I can't seem to articulate my opinion on social coercion very well, so I'm not going to bother trying to find a better way to word it because all people seemed concerned about here is quick zingers without actually trying to discuss the difference in viewpoint. If someone would take a moment to explain why I'm incorrect on social conditioning I might be able to get a better understanding of the issue and may even change my opinion, but nah, it's easier to just say I'm wrong without trying to tell me how or why. Again, I'm exhausted and I haven't eaten and I can't get my argument out in a way that doesn't make me sound like a blithering idiot so I'll just let you discuss whatever and hopefully when I come back somebody will have explained to me what's incorrect about my (weak) viewpoint rather than just saying "wrong zing x 1" (which Seed Eater is doing an excellent job at, thank you)
doesnt matter if you choose to wear the hijab and the burka and all that, it's still a misogynistic garb and people WANTING to wear it just shows how ingrained the misogyny is in their culture
[QUOTE=Lachz0r;40163839]doesnt matter if you choose to wear the hijab and the burka and all that, it's still a misogynistic garb and people WANTING to wear it just shows how ingrained the misogyny is in their culture[/QUOTE] What if they want to wear it, even if they leave the country and go to someplace that allows them to do what they want?

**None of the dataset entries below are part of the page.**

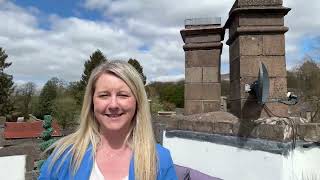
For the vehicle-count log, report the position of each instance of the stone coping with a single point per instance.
(256, 30)
(274, 147)
(207, 30)
(224, 123)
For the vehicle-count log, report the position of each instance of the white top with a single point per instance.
(97, 175)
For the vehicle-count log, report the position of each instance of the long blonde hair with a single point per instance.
(140, 137)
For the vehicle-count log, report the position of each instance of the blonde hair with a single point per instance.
(140, 137)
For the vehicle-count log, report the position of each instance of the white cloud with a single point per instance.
(60, 50)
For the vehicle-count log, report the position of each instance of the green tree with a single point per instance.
(79, 87)
(66, 111)
(6, 85)
(135, 63)
(24, 95)
(47, 96)
(170, 94)
(308, 75)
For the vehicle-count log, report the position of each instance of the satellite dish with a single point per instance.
(260, 88)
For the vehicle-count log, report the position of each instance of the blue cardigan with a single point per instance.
(166, 170)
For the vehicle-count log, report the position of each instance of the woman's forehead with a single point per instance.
(108, 81)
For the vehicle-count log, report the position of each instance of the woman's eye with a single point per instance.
(103, 95)
(123, 95)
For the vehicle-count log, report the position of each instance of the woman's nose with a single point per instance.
(114, 104)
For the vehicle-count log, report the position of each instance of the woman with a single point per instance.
(115, 138)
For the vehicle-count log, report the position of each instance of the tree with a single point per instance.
(24, 95)
(47, 96)
(65, 111)
(6, 85)
(95, 59)
(139, 68)
(308, 75)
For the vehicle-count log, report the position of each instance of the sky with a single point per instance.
(53, 38)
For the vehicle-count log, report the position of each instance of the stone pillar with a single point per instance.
(203, 49)
(256, 34)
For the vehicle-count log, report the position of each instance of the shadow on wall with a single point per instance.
(185, 173)
(251, 110)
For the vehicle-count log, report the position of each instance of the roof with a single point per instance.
(19, 130)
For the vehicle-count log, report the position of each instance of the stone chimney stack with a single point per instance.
(256, 34)
(203, 47)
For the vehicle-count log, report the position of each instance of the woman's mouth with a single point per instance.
(114, 115)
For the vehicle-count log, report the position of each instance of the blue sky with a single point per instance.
(50, 38)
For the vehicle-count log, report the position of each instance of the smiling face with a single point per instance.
(114, 103)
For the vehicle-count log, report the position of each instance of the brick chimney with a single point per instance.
(203, 47)
(256, 34)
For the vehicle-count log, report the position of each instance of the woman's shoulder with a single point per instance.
(164, 156)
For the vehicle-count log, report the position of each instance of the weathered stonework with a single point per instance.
(256, 34)
(202, 62)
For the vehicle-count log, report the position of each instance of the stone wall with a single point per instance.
(223, 123)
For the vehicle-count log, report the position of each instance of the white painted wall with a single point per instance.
(232, 163)
(12, 167)
(302, 163)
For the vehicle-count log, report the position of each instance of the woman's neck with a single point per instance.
(113, 140)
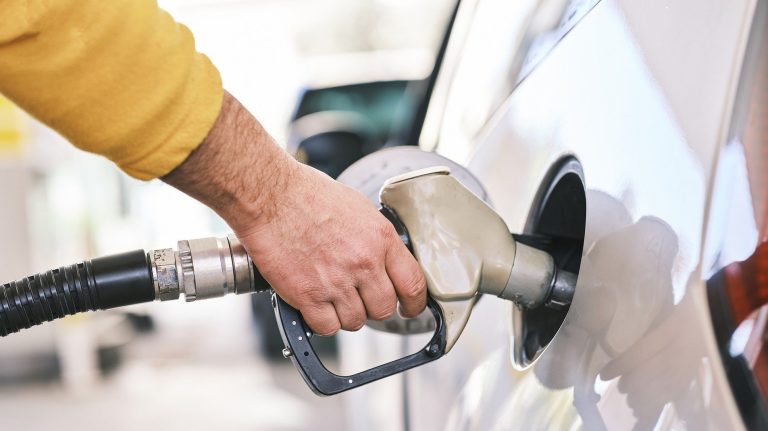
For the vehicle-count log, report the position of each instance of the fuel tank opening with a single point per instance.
(556, 225)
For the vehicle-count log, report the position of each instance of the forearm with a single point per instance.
(238, 170)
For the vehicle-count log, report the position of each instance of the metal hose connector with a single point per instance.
(204, 268)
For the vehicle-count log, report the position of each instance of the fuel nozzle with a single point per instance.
(465, 249)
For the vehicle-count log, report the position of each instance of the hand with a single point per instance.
(321, 245)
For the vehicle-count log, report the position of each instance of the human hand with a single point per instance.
(321, 245)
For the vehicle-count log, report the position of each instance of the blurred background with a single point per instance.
(317, 73)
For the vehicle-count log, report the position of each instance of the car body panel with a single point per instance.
(640, 93)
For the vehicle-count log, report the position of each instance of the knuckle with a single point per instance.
(365, 260)
(321, 322)
(415, 285)
(355, 322)
(384, 311)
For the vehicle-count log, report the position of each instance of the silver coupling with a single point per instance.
(202, 268)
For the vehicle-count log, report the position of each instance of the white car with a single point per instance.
(630, 137)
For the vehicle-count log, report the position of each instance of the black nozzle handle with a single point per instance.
(296, 335)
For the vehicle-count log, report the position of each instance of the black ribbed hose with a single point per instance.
(98, 284)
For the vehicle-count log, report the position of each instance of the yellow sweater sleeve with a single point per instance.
(118, 78)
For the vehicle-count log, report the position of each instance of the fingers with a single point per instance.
(322, 318)
(350, 312)
(379, 297)
(407, 279)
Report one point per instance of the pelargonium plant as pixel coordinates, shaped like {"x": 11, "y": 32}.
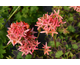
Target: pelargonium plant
{"x": 61, "y": 46}
{"x": 20, "y": 32}
{"x": 77, "y": 8}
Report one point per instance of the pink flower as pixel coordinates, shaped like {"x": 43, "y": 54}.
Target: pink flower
{"x": 77, "y": 8}
{"x": 49, "y": 23}
{"x": 46, "y": 49}
{"x": 20, "y": 32}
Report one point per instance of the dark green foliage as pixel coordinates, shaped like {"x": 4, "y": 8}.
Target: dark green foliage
{"x": 2, "y": 51}
{"x": 67, "y": 39}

[QUOTE=PowerBall v1;40163408]Yeah maybe, but unless the pregnancy was forced upon her somehow I don't think it's entirely up to her.[/QUOTE] That's like saying the decision of getting divorced shouldn't be taken by one single party of a marriage because it is an act that takes place between two people, instead, the only way to get divorced would be that the two parties agree on getting divorced (which, while it's common, it is not always the case). Of course, the main difference here is that since it's the woman who has to bear with the act of giving birth to the child (and since in most societies women are usually the ones who actively look after and care for the child) then she should have the right to decide whether have the child or not.
[QUOTE=Lachz0r;40163839]doesnt matter if you choose to wear the hijab and the burka and all that, it's still a misogynistic garb and people WANTING to wear it just shows how ingrained the misogyny is in their culture[/QUOTE] You're clearly the world's foremost authority on all cultures and can prove beyond a shadow of a doubt that your culture is better than everyone else's and have made a thorough study of the symbolic significance of certain garments within other cultures and know enough to dismiss things that those cultures value as unimportant or irrelevant. Also you're a genius and you're never wrong.
Read that, Seed Eater, thanks, I'm understanding it at a better level now. I'm personally very apathetic towards societal expectations. I find it difficult to rationalize school and work, so that might've been an influence on my opinion. I didn't really think outside of my own perspective and it makes much more sense in the way you've described it, and it applies towards humanity rather than myself as an individual. Also, how in the fuck is clothing inherently misogynistic? That's like blaming a stone sitting on the ground for being supportive of stoning women to the death.
[QUOTE=ajrhug;40163664]are you being sarcastic[/QUOTE] are you being dense?